I start tonight with a genuine tweet from Bruno Waterfield, the Telegraph’s generally excellent and long-suffering EU correspondent:

‘Ecofin break, UK seems happy with arrangements for double QMV on EBA, later game on with France and Germany over ECB-SSM’s scope’

I’m sure you’ll all agree that this clarifies the eurozone crisis better than most versions I’ve seen. Assuming that the quarterly moving volumes of European Basketball Association fans have doubled, I feel confident that the France v Germany needle match in the quarter finals of the European Basketball Cup will be fully and properly covered by the Social Sport Media website. All I can do in conclusion is wish the chap with a fractured ecofin a rapid return to health, and hope that the United Kingdom’s approval of those capricious basketball volumes isn’t misplaced.

Contemporary acronyms and abbreviations get more like a cross between cockney rhyming slang and masonic handshakes with every month. Texting may well have been the catalyst for a lot of this: it took me three months to find out that LOL meant laugh out loud not lots of love, but things have moved well beyond that now. ‘Props’, for example, is the hip way to say “Proper Respect Due”…..to acknowledge someone’s skill or achievement. Thus ‘Props 4 winning gold’ and so forth. HMU (I’m told) is used to say “contact me”, “text me”, “phone me” or otherwise “reach me to follow up on this”. It stands for ‘hit me up’ apparently.

It’s all getting rather silly. If you praise someone and ask them to hit you up with the heads up on what’s going down, presumably you’d have to text ‘HMU with HU on WGD PROPS’. This is the sort of code the Enigma Machine would’ve faltered on: but it might have arrived at this guesswork:

‘Hezbollah mainly uncertain with Hamas undertaking on weapons of gross distraction primarily ranged over propaganda spin’
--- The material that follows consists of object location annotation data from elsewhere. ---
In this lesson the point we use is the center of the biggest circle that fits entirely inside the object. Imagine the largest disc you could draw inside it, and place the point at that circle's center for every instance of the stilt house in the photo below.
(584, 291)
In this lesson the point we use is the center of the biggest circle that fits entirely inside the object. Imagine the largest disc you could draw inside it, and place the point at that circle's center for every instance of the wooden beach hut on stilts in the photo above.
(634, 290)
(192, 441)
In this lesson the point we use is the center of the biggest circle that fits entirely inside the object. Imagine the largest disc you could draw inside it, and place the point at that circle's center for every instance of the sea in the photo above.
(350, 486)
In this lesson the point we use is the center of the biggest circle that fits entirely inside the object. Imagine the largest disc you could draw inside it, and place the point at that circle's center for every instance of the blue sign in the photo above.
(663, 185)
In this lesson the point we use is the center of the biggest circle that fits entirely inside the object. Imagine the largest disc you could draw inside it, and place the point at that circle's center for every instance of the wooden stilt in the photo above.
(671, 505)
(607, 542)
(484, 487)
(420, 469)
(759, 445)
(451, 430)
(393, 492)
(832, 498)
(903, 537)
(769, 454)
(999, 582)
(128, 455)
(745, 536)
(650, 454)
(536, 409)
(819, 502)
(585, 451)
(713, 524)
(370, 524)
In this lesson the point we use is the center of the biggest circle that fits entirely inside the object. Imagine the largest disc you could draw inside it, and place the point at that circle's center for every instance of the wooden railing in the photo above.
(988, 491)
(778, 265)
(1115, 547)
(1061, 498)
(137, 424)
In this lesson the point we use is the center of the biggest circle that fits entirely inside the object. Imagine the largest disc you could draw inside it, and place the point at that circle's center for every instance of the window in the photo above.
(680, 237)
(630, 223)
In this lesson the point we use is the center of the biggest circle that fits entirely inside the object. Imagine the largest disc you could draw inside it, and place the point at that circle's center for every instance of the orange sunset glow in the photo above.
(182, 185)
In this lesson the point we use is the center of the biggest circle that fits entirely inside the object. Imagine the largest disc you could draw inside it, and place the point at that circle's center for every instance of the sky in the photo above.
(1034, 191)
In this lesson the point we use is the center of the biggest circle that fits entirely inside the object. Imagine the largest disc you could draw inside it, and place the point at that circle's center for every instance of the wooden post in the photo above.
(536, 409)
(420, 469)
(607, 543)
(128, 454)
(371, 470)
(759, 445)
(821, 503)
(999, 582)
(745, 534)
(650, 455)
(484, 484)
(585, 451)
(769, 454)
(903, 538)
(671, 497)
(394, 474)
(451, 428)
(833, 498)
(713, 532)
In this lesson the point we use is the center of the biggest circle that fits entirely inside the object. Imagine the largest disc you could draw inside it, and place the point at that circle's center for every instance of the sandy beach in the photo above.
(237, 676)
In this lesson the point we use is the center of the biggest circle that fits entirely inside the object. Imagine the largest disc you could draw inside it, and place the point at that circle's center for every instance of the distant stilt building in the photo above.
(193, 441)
The problem here is not with text and Twitter, but rather with our never-ending species desire to use long words where simple ones will suffice. The following examples make the point, I think, very clearly:

Ecofin = Economic & Financial Committee meeting = bollocks

ECB = European Central Bank = printer

ESM = European Stability Mechanism = lending

EFSF = European Fiscal Stability Fund = waste

IMF = International Monetary Fund = joke

BOG = Bank of Greece = insolvent.

This would enable EU-based financial journalists to write much more clearly, as in:

‘Lending Greece more money is a joke and a waste of time as it’s insolvent, time for Mario to get his printer out and talk bollocks’

That message is, at 132 characters, well within the Twitter limit. It is easy to understand, accurate, and 100% deficient in anything acrowed out of all recognition by nyms.

Unfortunately, it is the truth. And such would never do in the online, abbreviated, remorselessly complex world we inhabit in 2012.